Purpose: Store raw, unprocessed data as received

Structure:

claims/
├── year=2024/
│   ├── month=01/
│   │   ├── part-00000.parquet
│   │   └── part-00001.parquet
│   └── month=02/
│       └── ...
providers/
└── providers.parquet
patients/
└── patients.parquet

Retention: Indefinite (transition to IA after 90 days)

Processed Zone (Silver)

Location: s3://{project}-results-{account}-{region}/

Purpose: Store fraud detection results

Structure:

flagged/
├── detection_date=2024-01-15/
│   ├── part-00000.parquet
│   └── part-00001.parquet
└── detection_date=2024-01-16/
    └── ...
aggregates/
├── provider_summary/
└── daily_stats/

Processing Stages

Stage 1: Data Validation

# Validate schema
claims = spark.read.parquet(input_path)
validate_schema(claims, EXPECTED_SCHEMA)

# Check data quality
stats = claims.select(
    F.count("*").alias("total"),
    F.sum(F.col("claim_id").isNull().cast("int")).alias("null_ids"),
    F.sum(F.col("charge_amount") < 0).cast("int").alias("negative_charges"),
)

Stage 2: Rule Application

# Apply each rule sequentially
claims = billing_rules.check_daily_procedure_limits(claims)
claims = billing_rules.check_patient_claim_frequency(claims)
claims = billing_rules.check_weekend_billing(claims)
claims = billing_rules.check_round_amounts(claims)
claims = geographic_rules.check_provider_patient_distance(claims)
claims = geographic_rules.check_state_mismatch(claims)

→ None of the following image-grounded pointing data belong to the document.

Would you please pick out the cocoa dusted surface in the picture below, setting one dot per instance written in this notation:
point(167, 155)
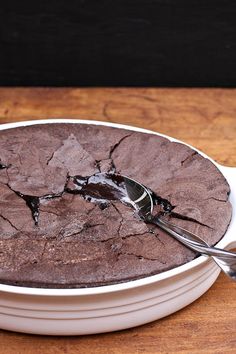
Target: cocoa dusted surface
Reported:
point(78, 244)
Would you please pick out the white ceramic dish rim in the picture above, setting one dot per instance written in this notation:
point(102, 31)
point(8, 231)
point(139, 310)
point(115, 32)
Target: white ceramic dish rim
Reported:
point(223, 243)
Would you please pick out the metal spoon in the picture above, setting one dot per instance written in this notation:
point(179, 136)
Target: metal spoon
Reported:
point(141, 199)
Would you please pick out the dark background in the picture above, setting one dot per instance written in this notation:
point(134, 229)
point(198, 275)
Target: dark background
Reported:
point(118, 43)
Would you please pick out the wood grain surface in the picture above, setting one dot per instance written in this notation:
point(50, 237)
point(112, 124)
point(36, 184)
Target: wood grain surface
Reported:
point(205, 118)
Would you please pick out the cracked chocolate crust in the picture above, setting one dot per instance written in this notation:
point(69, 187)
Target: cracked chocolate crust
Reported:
point(55, 239)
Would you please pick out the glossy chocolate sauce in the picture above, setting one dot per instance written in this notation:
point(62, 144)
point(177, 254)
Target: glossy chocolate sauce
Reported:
point(101, 188)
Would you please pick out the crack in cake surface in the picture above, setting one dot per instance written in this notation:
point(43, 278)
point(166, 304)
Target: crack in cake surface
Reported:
point(122, 152)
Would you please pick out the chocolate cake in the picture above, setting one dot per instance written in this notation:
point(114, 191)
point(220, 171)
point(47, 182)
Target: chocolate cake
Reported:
point(53, 236)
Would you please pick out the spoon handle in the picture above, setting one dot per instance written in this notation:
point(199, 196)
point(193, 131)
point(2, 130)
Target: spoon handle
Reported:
point(225, 260)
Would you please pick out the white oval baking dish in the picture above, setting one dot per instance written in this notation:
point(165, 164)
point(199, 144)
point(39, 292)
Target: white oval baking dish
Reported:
point(112, 307)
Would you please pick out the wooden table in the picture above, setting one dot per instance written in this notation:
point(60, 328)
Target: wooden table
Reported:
point(205, 118)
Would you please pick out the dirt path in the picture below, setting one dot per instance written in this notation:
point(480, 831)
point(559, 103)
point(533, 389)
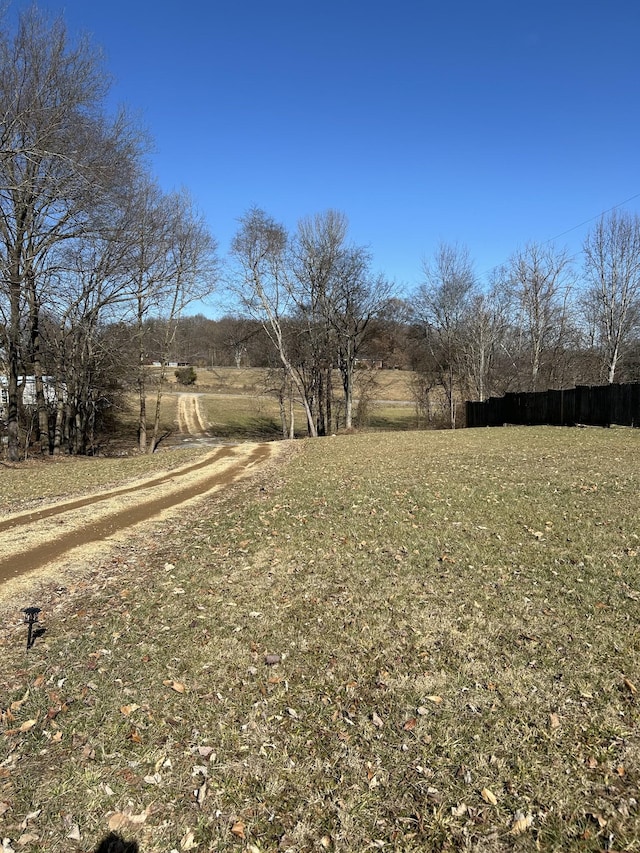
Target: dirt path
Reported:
point(189, 416)
point(37, 541)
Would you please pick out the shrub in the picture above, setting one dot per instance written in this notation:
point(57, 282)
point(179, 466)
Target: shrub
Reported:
point(186, 376)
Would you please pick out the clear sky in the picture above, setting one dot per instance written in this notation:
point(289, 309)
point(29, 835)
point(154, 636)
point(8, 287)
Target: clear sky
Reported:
point(486, 123)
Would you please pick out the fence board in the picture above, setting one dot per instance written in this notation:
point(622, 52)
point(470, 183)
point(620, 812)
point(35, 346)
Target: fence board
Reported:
point(594, 405)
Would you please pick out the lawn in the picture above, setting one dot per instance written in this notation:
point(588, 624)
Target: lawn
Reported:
point(413, 641)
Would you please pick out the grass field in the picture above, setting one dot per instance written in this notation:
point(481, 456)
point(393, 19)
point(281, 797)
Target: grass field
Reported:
point(414, 642)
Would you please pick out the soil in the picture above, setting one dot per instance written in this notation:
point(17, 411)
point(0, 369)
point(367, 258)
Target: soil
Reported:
point(45, 542)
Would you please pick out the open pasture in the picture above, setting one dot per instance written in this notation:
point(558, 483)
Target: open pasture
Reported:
point(420, 641)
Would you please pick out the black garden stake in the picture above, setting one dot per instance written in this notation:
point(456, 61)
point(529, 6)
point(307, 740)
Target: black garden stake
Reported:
point(30, 618)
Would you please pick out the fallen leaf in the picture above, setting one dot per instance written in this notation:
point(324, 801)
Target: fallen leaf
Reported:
point(188, 842)
point(118, 820)
point(25, 727)
point(489, 797)
point(521, 823)
point(238, 829)
point(74, 835)
point(15, 706)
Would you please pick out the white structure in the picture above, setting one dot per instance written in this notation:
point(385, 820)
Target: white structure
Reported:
point(28, 384)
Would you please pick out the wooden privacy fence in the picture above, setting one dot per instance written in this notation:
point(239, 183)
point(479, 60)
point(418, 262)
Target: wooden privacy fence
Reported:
point(597, 405)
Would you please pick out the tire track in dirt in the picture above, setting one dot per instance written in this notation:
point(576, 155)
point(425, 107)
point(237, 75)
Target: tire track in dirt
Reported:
point(110, 519)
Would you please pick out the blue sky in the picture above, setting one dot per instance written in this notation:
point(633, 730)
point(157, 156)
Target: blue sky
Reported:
point(485, 123)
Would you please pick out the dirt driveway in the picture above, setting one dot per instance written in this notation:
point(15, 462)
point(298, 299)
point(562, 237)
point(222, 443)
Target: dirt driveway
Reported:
point(39, 540)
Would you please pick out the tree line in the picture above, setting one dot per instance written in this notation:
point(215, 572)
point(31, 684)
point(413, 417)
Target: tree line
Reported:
point(87, 238)
point(99, 266)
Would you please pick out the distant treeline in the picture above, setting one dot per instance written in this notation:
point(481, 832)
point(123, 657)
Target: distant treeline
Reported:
point(596, 405)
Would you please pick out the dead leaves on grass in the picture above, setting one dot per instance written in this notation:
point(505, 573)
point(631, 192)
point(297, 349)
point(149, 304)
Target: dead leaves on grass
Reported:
point(125, 819)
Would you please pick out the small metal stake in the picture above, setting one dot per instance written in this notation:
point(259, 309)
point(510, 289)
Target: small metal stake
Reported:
point(30, 618)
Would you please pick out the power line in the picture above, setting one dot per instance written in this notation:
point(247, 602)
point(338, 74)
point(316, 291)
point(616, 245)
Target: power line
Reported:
point(574, 227)
point(591, 219)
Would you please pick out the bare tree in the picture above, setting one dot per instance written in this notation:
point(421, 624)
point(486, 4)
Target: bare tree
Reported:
point(317, 250)
point(191, 271)
point(611, 299)
point(58, 153)
point(483, 333)
point(357, 297)
point(261, 280)
point(540, 280)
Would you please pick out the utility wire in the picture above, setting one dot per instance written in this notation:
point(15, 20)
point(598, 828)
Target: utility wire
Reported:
point(575, 227)
point(587, 221)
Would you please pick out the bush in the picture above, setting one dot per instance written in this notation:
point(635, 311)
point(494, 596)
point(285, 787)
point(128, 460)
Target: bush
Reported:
point(186, 376)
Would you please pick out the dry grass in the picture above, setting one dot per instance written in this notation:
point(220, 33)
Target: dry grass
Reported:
point(392, 384)
point(55, 478)
point(455, 616)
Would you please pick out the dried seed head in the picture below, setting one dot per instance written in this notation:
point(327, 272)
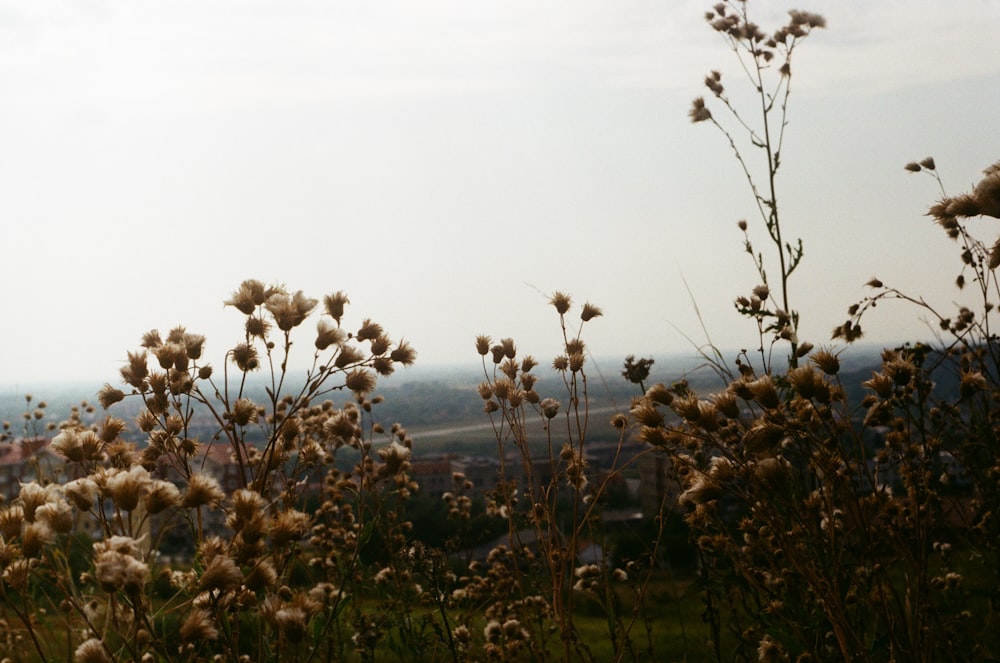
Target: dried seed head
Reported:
point(590, 312)
point(561, 301)
point(335, 304)
point(698, 112)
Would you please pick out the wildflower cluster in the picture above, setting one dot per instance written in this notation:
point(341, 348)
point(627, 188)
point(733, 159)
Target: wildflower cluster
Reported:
point(227, 524)
point(551, 499)
point(765, 59)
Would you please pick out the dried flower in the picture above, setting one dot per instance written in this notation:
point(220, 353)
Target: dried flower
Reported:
point(335, 304)
point(561, 301)
point(590, 312)
point(698, 112)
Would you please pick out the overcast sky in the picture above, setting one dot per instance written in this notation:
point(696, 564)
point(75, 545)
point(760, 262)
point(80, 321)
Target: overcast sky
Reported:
point(446, 162)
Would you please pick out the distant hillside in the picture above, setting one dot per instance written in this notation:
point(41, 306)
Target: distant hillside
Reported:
point(442, 402)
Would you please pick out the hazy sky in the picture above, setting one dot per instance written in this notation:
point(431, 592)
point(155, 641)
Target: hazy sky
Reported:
point(446, 161)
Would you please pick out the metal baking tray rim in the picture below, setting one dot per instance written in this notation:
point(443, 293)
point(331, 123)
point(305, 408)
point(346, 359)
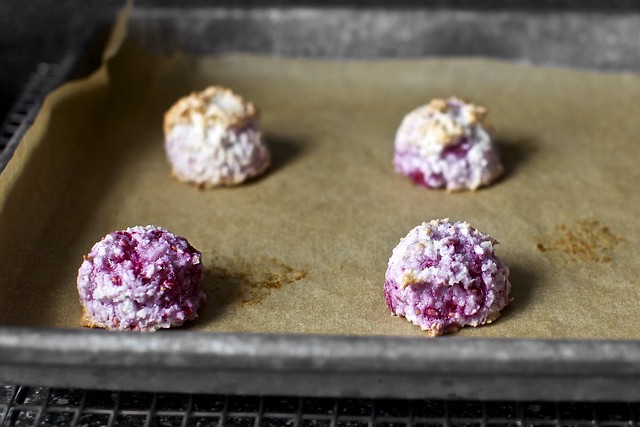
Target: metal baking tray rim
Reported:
point(322, 365)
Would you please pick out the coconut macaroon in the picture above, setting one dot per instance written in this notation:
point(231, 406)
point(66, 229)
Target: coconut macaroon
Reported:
point(213, 138)
point(142, 279)
point(445, 275)
point(446, 143)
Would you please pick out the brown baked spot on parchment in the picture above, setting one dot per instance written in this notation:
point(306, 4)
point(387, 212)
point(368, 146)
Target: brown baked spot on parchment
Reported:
point(247, 282)
point(584, 240)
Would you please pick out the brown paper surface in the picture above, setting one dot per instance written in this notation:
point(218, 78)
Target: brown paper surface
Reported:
point(304, 249)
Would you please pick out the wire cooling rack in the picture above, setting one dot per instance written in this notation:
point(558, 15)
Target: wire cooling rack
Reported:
point(25, 406)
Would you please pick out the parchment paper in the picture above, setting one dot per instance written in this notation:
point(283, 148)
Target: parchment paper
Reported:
point(304, 249)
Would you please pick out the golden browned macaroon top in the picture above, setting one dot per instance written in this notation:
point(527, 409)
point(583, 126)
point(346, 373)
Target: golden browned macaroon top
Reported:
point(214, 105)
point(446, 126)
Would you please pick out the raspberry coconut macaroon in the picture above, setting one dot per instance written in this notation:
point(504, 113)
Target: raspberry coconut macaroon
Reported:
point(446, 144)
point(141, 279)
point(213, 138)
point(445, 275)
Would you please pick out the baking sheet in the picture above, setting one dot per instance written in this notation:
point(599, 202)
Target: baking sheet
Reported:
point(304, 249)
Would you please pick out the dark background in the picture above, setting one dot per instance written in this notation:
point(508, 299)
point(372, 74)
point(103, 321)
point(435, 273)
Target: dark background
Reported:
point(35, 31)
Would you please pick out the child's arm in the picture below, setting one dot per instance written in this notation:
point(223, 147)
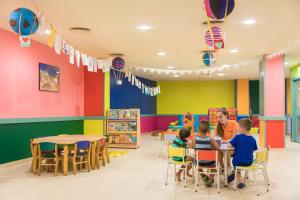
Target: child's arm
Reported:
point(214, 144)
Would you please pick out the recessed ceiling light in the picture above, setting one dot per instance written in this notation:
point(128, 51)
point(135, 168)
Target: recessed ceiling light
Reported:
point(225, 65)
point(144, 27)
point(249, 21)
point(47, 31)
point(233, 50)
point(162, 53)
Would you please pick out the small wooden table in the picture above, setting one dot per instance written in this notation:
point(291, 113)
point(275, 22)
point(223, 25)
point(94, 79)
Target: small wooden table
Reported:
point(66, 140)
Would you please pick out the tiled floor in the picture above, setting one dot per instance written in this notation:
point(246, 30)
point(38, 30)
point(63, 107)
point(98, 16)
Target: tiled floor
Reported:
point(140, 175)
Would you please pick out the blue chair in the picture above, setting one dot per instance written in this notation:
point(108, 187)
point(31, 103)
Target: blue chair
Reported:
point(81, 155)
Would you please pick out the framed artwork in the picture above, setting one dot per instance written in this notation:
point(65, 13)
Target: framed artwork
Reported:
point(49, 78)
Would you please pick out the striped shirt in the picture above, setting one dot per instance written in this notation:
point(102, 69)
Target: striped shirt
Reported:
point(178, 142)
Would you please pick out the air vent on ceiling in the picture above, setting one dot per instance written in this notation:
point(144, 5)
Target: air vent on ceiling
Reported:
point(80, 29)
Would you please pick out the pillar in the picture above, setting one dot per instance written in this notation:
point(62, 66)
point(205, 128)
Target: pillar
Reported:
point(272, 101)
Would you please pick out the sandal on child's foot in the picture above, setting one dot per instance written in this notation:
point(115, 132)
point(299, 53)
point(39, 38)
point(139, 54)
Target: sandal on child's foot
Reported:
point(230, 178)
point(241, 185)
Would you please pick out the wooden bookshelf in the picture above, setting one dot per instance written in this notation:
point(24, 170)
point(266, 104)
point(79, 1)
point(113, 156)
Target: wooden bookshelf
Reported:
point(123, 128)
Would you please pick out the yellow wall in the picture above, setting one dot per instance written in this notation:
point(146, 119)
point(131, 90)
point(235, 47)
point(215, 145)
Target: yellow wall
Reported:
point(194, 96)
point(243, 97)
point(93, 127)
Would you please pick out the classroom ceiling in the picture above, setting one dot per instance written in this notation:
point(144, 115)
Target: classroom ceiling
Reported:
point(176, 28)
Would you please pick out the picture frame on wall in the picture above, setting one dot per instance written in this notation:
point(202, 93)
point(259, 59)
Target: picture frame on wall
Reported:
point(49, 78)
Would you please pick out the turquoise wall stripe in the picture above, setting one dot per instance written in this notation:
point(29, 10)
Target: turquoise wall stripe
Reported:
point(274, 118)
point(47, 119)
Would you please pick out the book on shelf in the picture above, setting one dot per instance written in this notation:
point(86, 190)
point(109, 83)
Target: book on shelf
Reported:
point(132, 126)
point(133, 114)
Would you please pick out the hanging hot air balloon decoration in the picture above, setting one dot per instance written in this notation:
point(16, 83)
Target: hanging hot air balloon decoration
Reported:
point(215, 38)
point(118, 64)
point(24, 22)
point(208, 59)
point(218, 9)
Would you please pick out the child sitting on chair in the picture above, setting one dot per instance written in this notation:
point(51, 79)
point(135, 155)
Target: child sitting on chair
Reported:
point(244, 145)
point(203, 141)
point(181, 141)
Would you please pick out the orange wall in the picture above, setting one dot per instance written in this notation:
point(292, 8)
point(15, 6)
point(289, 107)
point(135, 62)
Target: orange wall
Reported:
point(243, 97)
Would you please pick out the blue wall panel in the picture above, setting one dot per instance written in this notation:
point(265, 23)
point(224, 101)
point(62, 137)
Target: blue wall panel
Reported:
point(130, 96)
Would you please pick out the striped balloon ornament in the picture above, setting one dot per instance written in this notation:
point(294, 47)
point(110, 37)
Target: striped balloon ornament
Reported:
point(217, 34)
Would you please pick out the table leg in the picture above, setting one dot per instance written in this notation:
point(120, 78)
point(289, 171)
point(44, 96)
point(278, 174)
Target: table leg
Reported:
point(225, 168)
point(65, 160)
point(93, 156)
point(34, 158)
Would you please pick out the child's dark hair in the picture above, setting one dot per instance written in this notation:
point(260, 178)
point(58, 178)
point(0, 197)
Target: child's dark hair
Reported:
point(204, 126)
point(184, 133)
point(246, 123)
point(220, 130)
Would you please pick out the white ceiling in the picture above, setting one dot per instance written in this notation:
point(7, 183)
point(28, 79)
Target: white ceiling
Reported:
point(177, 30)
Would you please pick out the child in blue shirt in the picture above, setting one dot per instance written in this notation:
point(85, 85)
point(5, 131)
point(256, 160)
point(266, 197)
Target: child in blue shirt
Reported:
point(181, 141)
point(244, 145)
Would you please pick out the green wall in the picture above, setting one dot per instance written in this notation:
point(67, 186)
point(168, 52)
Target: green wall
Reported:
point(254, 96)
point(194, 96)
point(15, 137)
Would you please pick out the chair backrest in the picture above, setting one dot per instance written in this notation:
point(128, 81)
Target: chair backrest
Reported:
point(170, 137)
point(47, 146)
point(176, 152)
point(83, 145)
point(262, 155)
point(206, 155)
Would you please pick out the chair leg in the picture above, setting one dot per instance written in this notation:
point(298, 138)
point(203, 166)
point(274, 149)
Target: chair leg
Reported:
point(166, 183)
point(265, 179)
point(196, 178)
point(235, 179)
point(185, 175)
point(89, 162)
point(218, 181)
point(267, 176)
point(74, 166)
point(39, 166)
point(254, 177)
point(56, 167)
point(107, 155)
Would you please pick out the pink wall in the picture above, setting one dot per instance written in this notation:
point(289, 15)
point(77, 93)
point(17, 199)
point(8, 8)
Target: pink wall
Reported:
point(19, 81)
point(164, 121)
point(148, 124)
point(274, 87)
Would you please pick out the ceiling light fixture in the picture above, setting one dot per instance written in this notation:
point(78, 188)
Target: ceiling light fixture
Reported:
point(47, 32)
point(233, 50)
point(144, 27)
point(249, 21)
point(162, 53)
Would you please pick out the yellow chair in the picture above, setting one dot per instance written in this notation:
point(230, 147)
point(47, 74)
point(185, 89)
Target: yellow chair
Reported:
point(180, 153)
point(207, 155)
point(259, 164)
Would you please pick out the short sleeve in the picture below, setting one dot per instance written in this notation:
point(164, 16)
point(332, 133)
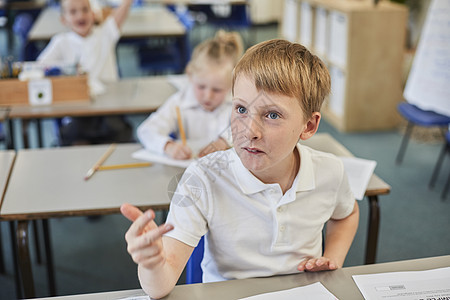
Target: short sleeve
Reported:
point(188, 208)
point(345, 200)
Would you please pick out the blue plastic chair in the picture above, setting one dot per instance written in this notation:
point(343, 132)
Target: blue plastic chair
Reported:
point(437, 168)
point(194, 271)
point(417, 116)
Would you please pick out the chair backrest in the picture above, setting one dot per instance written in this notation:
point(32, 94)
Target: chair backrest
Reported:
point(194, 271)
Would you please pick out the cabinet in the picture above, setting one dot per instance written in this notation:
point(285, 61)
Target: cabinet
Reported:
point(363, 46)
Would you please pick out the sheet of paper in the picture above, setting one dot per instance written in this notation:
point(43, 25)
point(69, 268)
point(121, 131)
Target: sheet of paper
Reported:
point(162, 159)
point(314, 291)
point(306, 18)
point(337, 50)
point(413, 285)
point(358, 171)
point(321, 37)
point(337, 96)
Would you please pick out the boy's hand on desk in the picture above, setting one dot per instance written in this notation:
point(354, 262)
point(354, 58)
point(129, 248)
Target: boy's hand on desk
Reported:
point(317, 264)
point(177, 150)
point(144, 236)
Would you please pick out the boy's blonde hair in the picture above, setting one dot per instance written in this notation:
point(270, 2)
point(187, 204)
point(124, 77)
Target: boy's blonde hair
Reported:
point(281, 67)
point(224, 47)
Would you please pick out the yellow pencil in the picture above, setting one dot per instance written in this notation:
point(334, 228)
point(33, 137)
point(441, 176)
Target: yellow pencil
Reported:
point(95, 167)
point(125, 166)
point(180, 126)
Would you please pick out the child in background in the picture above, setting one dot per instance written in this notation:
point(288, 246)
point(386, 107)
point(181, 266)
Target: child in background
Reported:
point(205, 103)
point(92, 48)
point(263, 204)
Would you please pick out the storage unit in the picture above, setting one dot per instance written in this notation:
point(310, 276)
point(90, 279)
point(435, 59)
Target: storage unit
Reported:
point(363, 46)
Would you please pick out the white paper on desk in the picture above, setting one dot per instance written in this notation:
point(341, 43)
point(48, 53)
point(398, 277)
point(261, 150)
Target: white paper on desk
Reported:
point(413, 285)
point(314, 291)
point(358, 171)
point(162, 159)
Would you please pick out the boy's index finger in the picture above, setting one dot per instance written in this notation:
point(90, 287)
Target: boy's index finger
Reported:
point(130, 212)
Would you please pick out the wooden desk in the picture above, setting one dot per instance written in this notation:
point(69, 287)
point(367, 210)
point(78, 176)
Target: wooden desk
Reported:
point(143, 22)
point(325, 142)
point(6, 164)
point(61, 191)
point(141, 95)
point(338, 282)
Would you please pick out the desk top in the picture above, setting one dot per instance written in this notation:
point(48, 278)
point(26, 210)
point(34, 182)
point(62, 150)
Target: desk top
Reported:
point(128, 96)
point(50, 182)
point(325, 142)
point(55, 187)
point(151, 21)
point(6, 163)
point(338, 282)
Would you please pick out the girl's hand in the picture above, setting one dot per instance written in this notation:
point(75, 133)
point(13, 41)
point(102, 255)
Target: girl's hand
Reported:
point(317, 264)
point(144, 237)
point(177, 150)
point(217, 145)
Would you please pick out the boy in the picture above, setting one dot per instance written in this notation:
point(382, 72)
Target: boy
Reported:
point(261, 205)
point(92, 48)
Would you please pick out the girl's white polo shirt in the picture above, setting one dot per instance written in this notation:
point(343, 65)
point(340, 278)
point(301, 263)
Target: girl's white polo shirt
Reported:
point(251, 228)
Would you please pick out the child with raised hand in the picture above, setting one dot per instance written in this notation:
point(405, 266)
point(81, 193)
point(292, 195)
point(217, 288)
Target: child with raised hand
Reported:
point(92, 49)
point(263, 204)
point(205, 103)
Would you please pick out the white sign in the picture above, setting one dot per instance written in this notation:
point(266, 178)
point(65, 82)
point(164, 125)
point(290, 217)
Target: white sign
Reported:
point(40, 92)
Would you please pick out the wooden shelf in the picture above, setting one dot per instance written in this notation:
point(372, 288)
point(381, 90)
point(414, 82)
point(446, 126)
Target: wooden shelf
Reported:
point(363, 46)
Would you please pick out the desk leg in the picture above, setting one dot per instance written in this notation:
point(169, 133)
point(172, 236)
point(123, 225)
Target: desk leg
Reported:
point(24, 259)
point(49, 256)
point(372, 235)
point(12, 230)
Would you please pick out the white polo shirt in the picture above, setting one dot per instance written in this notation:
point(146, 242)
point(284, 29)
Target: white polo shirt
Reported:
point(201, 127)
point(251, 228)
point(96, 53)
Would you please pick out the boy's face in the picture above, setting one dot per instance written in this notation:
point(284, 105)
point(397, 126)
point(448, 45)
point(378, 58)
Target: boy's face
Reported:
point(211, 86)
point(266, 129)
point(78, 16)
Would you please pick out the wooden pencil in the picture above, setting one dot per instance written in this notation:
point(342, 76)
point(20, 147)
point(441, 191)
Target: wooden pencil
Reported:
point(95, 167)
point(180, 126)
point(125, 166)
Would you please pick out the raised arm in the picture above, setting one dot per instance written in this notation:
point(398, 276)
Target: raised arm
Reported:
point(338, 239)
point(160, 260)
point(121, 13)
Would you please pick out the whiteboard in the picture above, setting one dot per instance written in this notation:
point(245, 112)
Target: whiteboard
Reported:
point(428, 84)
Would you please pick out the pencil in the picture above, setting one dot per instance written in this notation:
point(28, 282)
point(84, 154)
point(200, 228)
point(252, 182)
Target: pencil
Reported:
point(125, 166)
point(180, 126)
point(95, 167)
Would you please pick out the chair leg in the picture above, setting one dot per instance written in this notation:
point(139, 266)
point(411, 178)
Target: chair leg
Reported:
point(405, 140)
point(437, 168)
point(2, 261)
point(447, 185)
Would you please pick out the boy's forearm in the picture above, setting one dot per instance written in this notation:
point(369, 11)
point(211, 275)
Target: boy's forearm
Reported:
point(339, 236)
point(121, 13)
point(157, 283)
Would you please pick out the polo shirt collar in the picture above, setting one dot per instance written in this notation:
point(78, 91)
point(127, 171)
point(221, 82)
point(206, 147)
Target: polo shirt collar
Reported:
point(249, 184)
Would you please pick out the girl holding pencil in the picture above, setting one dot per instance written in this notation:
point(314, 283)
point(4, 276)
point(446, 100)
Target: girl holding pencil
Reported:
point(199, 113)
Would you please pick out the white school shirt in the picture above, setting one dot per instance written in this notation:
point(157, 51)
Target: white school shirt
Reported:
point(251, 229)
point(201, 127)
point(95, 53)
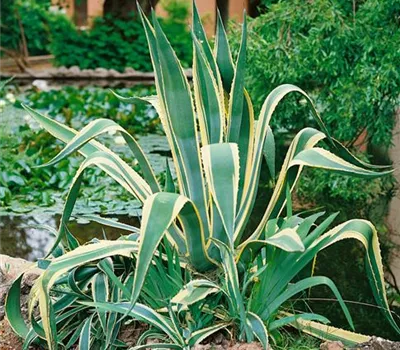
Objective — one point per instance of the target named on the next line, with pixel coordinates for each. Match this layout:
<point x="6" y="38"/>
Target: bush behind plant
<point x="114" y="43"/>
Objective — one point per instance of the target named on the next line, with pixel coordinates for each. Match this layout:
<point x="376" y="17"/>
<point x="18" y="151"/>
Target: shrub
<point x="347" y="58"/>
<point x="36" y="21"/>
<point x="193" y="233"/>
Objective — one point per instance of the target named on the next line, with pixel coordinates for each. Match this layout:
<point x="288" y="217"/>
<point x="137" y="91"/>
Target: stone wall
<point x="394" y="209"/>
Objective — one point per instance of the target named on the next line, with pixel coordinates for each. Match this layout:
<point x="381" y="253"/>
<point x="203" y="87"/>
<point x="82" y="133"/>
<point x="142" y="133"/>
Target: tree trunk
<point x="223" y="7"/>
<point x="125" y="8"/>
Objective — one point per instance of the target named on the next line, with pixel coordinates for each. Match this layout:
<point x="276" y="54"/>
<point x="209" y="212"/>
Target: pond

Stage 3: Statistical Analysis

# Apply statistical methods
claims = outlier_detector.detect_zscore_outliers(claims, "charge_amount", "zscore_outlier")
claims = outlier_detector.detect_iqr_outliers(claims, "charge_amount", "iqr_outlier")
claims = benfords_analyzer.analyze(claims, "charge_amount", group_by="provider_id")

Stage 4: Duplicate Detection

# Detect duplicates (requires self-join)
claims = duplicate_detector.detect(claims)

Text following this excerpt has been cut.